Dr. Mike Obsatz, Professor Emeritus at Macalester College
Back to Blog
Strategic Discernment and Selective Vulnerability
In our lives, there are people we can trust, and people we can't trust. It is sometimes very challengng to discern who fits into each category.
Erik Erickson, a psychologist, wrote that trust vs. mistrust is the first developmental stage of emotional growth. When we are born, we have to rely upon our parents and families because those are the dedicated caregivers. Some parents are trustworthy, and others are not.
Children viscerally know if they are loved unconditionally or not. Growing up with trustworthy parents, who are loving, compassionate, and nurturing is wonderful. Not every child gets to have this.
Erikson claims that one can master trust vs. mistrust. I believe it is a lifelong process. We are continually put into situations where our trust is tested. Can we trust all of our teachers? Our politicians? Our news media? Can we trust our friends, our neighbors, our relatives. Maybe some. Maybe not others.

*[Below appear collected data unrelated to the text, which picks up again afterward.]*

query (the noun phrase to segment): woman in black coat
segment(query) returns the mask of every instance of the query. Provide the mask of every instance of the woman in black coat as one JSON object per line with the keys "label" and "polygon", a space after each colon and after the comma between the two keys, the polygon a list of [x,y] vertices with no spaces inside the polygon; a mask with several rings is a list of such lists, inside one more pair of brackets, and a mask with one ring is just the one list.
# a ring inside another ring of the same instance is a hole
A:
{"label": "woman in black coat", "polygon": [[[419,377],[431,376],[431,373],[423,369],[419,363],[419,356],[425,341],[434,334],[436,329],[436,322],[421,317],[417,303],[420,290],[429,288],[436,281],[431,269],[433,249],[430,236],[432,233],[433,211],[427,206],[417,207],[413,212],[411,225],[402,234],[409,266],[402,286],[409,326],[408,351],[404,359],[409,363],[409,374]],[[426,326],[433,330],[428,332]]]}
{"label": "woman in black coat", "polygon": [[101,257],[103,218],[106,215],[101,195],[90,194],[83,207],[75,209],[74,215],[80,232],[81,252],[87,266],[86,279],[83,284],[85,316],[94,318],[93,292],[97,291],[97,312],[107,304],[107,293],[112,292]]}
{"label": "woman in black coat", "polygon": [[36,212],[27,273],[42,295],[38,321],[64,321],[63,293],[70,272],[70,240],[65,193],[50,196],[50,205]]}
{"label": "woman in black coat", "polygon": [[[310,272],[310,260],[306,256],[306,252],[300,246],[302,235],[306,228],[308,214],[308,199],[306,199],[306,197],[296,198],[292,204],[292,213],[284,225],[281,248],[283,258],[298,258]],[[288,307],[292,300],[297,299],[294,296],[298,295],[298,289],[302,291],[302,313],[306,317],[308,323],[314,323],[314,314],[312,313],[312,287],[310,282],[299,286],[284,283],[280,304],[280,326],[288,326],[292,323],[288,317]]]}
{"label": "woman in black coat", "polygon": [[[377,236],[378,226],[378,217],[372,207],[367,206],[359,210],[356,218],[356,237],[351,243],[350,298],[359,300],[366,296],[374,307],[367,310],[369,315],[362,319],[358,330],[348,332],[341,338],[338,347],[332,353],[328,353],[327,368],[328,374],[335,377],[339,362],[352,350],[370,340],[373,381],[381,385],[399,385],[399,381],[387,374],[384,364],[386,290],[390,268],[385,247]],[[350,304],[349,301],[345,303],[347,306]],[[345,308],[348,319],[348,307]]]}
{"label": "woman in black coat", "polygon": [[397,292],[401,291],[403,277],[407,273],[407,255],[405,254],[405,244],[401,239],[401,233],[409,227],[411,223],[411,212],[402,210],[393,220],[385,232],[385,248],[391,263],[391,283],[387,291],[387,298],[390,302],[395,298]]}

This process of deciding how vulnerable to be, how protective of ourselves we want to be -- is complicated, and often imperfect. We make guesses all the time. Van Sant has written a wonderful book about trust called: "Trust: Trusting God, Self, Others, and Life."
I believe that trusting is good thing, but it also is too simplistic to suggest that people run around being vulnerable and open all the time. There are people who would hurt us, manipulate us, and shame us. There are people who may use our vulnerability against us.
So - being strategic and discerning, and being selective are very important in becoming more vulnerable. Wholeness is not total vulnerability all the time. It involves selective vulnerabilty when it is safe to live that way.
We choose the time and the places where we open up. We choose people with whom we share our deepest desires and secrets. Those people need to have done their own emotional work, and be in a place of love, acceptance, and gratitude. If we are not careful with our true selves, we might experience betrayal and emotional trauma.